'Brotes verdes' en la subasta
El restaurante Mendata Berria abona 6.700 euros por el 'oro' de Gernika-Lumo
Gernika-Lumo. Que el maestro de ceremonias, José Antonio Bastegieta, Marko, salga satisfecho de la puja del mejor medio queso del Último Lunes de octubre es sinónimo de que la subasta del oro de Gernika-Lumo ha sido un éxito. Así fue ayer. La media pieza de la quesería Aizpea de Olaberria cosechó un precio de 6.700 euros, una astronómica cifra abonada por el restaurante bilbaino Mendata Berria, mejorando en mil de euros la cantidad de la edición anterior. Los brotes verdes, esos que los políticos dicen se están dejando ver en la economía, hicieron ayer acto de presencia.
"Como las alubias en el puchero, la puja tiene que ir caldeándose poco a poco. Suave pero seguro". Esa fue la fórmula empleada por el polifacético Marko para sacar los cuartos a los participantes de una subasta que volvió a llenar los alrededores de la fuente del Mercurio de espectadores. Un mar de paraguas presenció cómo el exalcalde kortezubitarra fue calentando el ambiente y atrapando a los pujadores, sobre todo, a los provenientes del mundo de la gastronomía. Esta vez, eso sí, la puja se cerró en un tiempo récord de 20 minutos.
Y ello, pese a que la economía "no anda boyante", gritaba micrófono en una mano y el mejor medio queso de la feria gernikarra en la otra el conductor de un acto que siempre deja alguna perla dialéctica que resume bien a las claras la situación de una feria en la que ayer las ventas estuvieron de capa caída. La frase más utilizada -y, desde luego, acertada a la vista de los acontecimientos- de la presente edición de la subasta por boca del que suele ser perejil de muchas salsas en Urdaibai fue la de "estrujarse el bolsillo".
A ello precisamente se dedicaron un pequeño grupo de pujadores en una subasta que, minuto a minuto, iba incrementando su valor. El precalentamiento comenzó con 700 euros, que fue la cantidad abonada por Xaibor Diskofesta para hacerse con el queso alavés -de la firma Larrabe, ubicada en la localidad de Agiñiga- que fue elegido segundo clasificado de la feria gernikarra. Despachada la primera subasta con rapidez, la subasta más seria comenzaba entonces: la media pieza vencedora del certamen, elaborada por la quesería Aizpea de Olaberria, salía a escena.

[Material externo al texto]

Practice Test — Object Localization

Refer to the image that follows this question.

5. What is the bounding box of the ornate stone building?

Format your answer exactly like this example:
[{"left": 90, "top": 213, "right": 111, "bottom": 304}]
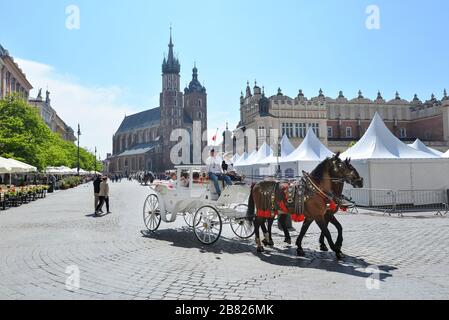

El calentamiento entre los primeros pujadores llegó hasta los 3.000 euros. A partir de ahí ya fueron palabras mayores. Y Marko, que se conoce al dedillo cómo funciona el asunto, fue incrementando la cifra minuto a minuto. Pronto se rebasó lo abonado el pasado año -5.700 euros-, aunque tardó un poco más en certificar lo que casi desde el comienzo parecía que iba a acontecer: que el restaurante Mendata Berria, en seria competencia con Xaibor -que quiso hacer doblete-, se haría con el premio gordo. El oro de Gernika ya parecía tener un comprador.
Ubicado en Indautxu, el restaurante regentado por José Antonio Rubinos y Belén Rufas echó la casa por la ventana para hacerse con un medio queso cuyo coste real -podría situarse entre 12 y 15 euros- se dispara por las circunstancias que rodean al Último Lunes de octubre. "La familia y los clientes más cercanos" podrán degustar los mil y un sabores de una pieza "que es única, y no solo por su precio", señalaban ambos. Rubinos fue quien subió al escenario para la merecida foto del productor y el comprador juntos, pero Rufas estaba al tanto de que su marido iba a dejarse un buen puñado de euros en la subasta.
"Sabía que lo iba a hacer, tenía mi aprobación", relataba la mujer. Una bendita aprobación que en pocas jornadas llegará en forma de cheque o en metálico -la modalidad es a gusto del pagador- a la Residencia Calzada. La veterana institución gernikarra sabrá sacar jugo a una subasta que logró esquivar a la temida crisis económica.